I have two examples of how the church is to be a light to all the nations. One is the church, and one of the dioceses of California, where they have just built a magnificent new cathedral and they call it "The Cathedral of Christ the Light," and it dominates a part of that city so that everyone can see it. It's a beautiful structure and at night when it's lighted from within, it becomes a light to the whole area. But it's a building. It symbolizes wealth and power dominating over the city, and I think fails to really communicate the message that God is a shepherd, reaching out, serving, ministering to everyone in Jesus in our midst.


The other example is what happened in El Salvador under Archbishop Romero. The cathedral in that archdiocese was not in ruins, but was certainly in need of much repair, and people were pressing the archbishop to spend resources to repair it. The archbishop said, "No. Those resources must be for the poor. A cathedral isn't where God lives. It's the people where God is present and where God can become the light."


So instead of using resources to put up a building that might show wealth, power and prestige, the archbishop chose to use the resources of the diocese, opening up the seminary, where those who had been driven from their homes and villages because of the civil war could come and find a place to stay, and find the resources they needed to live.

The archbishop continued to preach to the people, "We must be one with the poor and the oppressed," and took the side of the poor. To me, that is a church becoming a light to the nations, to all, and that's what we're called to be. As disciples of Jesus, we should be a church that is filled with the love of Jesus that becomes a light to reach out to the poor, the oppressed, wherever they are -- in our own midst, in other parts of the world where there is so much violence, killing, hatred and oppression. Our church must be this light, to reach out.


And that of course means to this diocese, every diocese, every local church, God is to be present, and God is present, through we have to make that presence manifest and clear, become a real light. Of course that isn't just "the Church," it's you and it's me-that's who it is. We are the church, the individuals, so we bring this down to ourselves. Each of us is the place where God dwells and we must be a light to our brothers and sisters, to our immediate family, to our community, our neighborhood, to our city, to our nation, to our world.

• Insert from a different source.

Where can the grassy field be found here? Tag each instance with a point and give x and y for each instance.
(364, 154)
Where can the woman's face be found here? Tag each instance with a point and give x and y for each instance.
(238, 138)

In whatever small way we can, each of us has to be that light so that our whole church becomes a light to all the nations so that message of Jesus can finally be heard, and that message can bring what we all desire, what Isaiah proclaimed so beautifully in his message in our first lesson today, how "the glory of God rises in our midst. Nations come to our light, to the brightness of our dawn. This sight will make all of us radiant, our hearts throbbing when full, all peoples singing in praise of God. That's the promise, that's what can happen when you and I become the light we are called to be and when our church once more really is a light to the nations.